What are some good / mature / performant libraries to programmatically achieve compositions of text, audio and image files, perhaps with a timeline in which these can be declared at various timestamps, and the output is a video file?
Hi friend, have you tought of hiring a professional? I have used ImageRevolver, check them here https://imagerevolver.com/ , they offer services like Cinematography, Live Streaming, Video editing, 3D Modeling and more, I know you're asking how to use python for that but maybe if it's something urgent or you don't want to break your head give them a try!
I happened to be looking for a programming-based video editor last night. It's hard to reuse patterns in conventional video editors. MoviePy is great but it looks like it's lacking maintainers and many wanted features are not available, such as GPU accerlation.
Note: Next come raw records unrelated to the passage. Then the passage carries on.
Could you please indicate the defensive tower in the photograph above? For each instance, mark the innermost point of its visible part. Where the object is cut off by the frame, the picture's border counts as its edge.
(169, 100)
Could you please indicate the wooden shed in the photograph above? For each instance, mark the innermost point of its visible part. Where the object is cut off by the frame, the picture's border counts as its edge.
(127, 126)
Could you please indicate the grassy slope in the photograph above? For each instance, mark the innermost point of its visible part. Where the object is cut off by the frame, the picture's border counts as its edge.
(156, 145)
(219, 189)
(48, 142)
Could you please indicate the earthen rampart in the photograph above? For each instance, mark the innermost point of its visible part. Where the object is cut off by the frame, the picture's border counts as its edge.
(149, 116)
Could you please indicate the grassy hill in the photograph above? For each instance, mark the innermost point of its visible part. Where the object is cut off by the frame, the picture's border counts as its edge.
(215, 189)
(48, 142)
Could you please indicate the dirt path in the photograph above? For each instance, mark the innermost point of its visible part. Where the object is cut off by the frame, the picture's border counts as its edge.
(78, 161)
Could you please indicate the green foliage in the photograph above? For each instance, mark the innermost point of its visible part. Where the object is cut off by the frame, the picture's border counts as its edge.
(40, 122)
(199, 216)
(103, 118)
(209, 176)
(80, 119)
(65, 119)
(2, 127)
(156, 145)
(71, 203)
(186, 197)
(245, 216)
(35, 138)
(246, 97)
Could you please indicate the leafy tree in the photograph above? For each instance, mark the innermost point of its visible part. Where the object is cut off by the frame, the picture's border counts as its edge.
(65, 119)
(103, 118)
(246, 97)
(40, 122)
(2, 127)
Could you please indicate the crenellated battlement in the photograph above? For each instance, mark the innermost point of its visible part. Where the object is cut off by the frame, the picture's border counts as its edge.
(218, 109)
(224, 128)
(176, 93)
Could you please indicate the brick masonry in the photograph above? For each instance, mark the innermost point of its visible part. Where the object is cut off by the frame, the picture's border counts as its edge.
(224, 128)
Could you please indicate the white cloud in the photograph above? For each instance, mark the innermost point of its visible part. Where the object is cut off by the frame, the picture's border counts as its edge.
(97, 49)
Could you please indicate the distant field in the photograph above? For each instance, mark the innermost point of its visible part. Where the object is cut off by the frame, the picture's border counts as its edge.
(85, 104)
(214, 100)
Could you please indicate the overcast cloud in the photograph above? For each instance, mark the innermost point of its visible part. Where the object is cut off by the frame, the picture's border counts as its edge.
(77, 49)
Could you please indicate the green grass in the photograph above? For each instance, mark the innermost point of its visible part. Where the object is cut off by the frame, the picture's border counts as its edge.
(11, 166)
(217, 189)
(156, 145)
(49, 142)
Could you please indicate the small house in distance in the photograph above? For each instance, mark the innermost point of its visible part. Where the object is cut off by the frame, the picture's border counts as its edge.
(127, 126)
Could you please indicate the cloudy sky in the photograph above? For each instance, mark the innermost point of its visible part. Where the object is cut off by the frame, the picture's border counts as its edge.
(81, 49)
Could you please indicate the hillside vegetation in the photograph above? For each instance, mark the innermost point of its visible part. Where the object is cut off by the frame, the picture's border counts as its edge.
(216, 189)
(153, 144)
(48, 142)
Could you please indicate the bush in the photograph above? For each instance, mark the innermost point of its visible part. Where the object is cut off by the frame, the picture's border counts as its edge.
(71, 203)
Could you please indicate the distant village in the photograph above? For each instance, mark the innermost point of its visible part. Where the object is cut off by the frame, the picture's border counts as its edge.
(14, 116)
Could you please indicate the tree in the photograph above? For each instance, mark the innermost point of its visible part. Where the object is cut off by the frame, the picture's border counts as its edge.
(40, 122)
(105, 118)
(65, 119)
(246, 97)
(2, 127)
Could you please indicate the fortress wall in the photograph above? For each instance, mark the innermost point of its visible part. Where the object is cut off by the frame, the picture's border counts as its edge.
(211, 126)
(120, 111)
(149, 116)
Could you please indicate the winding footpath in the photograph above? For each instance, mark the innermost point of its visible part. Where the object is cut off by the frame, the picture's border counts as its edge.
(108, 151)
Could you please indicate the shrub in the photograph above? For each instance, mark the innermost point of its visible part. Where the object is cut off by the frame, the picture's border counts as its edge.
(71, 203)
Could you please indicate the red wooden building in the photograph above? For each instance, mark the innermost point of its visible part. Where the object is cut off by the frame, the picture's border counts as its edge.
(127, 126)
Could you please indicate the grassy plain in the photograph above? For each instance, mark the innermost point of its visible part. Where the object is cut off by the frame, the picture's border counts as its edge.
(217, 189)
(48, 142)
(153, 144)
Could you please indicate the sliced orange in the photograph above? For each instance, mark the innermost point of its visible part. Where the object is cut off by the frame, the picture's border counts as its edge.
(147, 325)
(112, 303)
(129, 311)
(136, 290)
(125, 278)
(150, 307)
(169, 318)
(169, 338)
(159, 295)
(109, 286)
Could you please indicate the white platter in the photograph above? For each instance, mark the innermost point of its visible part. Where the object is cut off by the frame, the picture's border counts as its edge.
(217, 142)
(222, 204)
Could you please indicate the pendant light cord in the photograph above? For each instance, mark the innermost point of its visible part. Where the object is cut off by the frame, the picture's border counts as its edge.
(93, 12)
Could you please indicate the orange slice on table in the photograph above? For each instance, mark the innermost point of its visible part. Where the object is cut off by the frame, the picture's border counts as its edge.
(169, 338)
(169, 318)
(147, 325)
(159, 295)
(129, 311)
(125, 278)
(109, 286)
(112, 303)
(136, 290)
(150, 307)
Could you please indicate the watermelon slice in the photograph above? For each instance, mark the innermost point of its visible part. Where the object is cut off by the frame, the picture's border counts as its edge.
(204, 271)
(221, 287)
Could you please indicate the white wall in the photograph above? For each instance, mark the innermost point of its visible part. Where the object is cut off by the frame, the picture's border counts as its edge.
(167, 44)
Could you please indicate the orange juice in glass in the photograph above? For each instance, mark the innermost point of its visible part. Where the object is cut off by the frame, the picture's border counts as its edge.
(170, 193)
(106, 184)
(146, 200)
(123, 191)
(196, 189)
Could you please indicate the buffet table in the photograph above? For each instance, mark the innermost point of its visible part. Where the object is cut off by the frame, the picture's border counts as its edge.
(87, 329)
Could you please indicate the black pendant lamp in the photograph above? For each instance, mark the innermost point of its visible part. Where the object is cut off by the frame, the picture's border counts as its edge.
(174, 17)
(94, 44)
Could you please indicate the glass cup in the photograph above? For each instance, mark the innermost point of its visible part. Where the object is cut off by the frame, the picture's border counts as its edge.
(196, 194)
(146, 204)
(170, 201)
this looks great. I normally use Premiere Elements but the overhead for short compositing is too high and there's little automation (at least I don't know how) so something like this is great. The example of compositing using regions found with a template line drawing is intriguing.
If you move to Premiere Pro and After Effects, you can automate almost everything that you might want to edit and or composite.
There are also a number of paid plugins which provide varying levels of no-code automation. For example there is one which connects to Google Sheets and creates a new AE comp from each spreadsheet row, replacing text, images from URLs, changing dimensions of objects, etc. all based on the values of the spreadsheet cells.
I'm creating a web version of flash, the animation software, I was considering adding video support to it, so people could import video clips and make animations on top of it. Right now I'm exporting movies using the canvas capture stream, but I'm considering using ffmpeg (js) also. Cool project, I'm gonna star it so I could use it later.